Photo Flood 17: Riverview
Photo by @tmharter
In the 1920’s, two attractions bloomed on the horizon for Riverview, each of which would imprint the neighborhood in the minds of generations of visitors. In 1927, Chain of Rocks Amusement Park opened upon the bluffs overlooking the Mississippi River. Photo Flood member, Theresa Harter, joyfully recalled visiting the site in her youth, and remembered a ride called the Swooper, which careened riders in small cars dangerously close to the bluff’s edge. “It felt like you were going to fly off the cliff and into the river,” she said. A serious of calamitous fires and waning ticket sales (partially because of a new Six Flags in Eureka, Missouri) contributed to the much beloved park’s eventual closure. In 1929, the mile-long, Chain of Rocks Bridge opened, and brought with it the iconic Route 66. The bridge, which is owned and operated by Madison, Illinois, was originally designed to be straight, but arguments from riverboat operators convinced engineers that this would have made navigating both the bridge and water intake towers, along with the chain of rocks shoal, dangerous. The final design features a 30 degree turn, making it legendary among bridges over large waterways. Madison operated Chain of Rocks as a toll bridge, much to the chagrin of Missourians.
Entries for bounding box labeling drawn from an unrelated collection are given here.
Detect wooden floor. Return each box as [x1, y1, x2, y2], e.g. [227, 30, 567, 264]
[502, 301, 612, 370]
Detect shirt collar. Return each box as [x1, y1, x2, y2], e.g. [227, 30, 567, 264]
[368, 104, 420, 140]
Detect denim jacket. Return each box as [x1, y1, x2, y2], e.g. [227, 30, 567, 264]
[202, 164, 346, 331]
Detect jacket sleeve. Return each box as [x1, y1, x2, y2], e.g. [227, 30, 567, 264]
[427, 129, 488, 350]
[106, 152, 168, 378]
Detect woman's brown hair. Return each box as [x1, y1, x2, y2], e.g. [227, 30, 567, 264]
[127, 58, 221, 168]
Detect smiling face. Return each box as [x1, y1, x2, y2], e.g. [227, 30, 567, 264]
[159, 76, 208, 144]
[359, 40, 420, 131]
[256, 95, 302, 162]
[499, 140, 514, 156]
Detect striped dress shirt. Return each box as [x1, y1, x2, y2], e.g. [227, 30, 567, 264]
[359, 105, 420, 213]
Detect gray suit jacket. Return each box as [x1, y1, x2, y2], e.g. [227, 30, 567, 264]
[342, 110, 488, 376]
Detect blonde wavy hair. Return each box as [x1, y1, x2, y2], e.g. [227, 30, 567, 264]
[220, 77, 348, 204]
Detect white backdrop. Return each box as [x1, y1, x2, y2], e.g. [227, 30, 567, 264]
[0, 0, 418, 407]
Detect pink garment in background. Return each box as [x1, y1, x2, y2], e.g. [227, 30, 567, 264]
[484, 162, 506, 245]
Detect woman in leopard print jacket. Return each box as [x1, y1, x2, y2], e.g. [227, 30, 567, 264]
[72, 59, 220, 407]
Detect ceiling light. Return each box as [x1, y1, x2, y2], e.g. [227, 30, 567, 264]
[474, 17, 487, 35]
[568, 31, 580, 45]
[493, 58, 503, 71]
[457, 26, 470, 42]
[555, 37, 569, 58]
In 1966, the State successfully litigated to end the practice, and in the same year, constructed an alternate bridge, with a span for each direction of traffic. The new Chain of Rocks Bridge (nicknamed, I-270 Bridge) replaced the older structure, which was originally slated for demolition. Fortunately, the market for scrap metal at the time made the project unfeasible, and so the hulking bridge remained, looming in decay and neglect until Trailnet initiated a project to clean and restore the bridge for pedestrian traffic in the 1980’s. The bridge officially reopened to the public in 1999, and today, it connects to a riverfront trail extending to downtown St. Louis and beyond.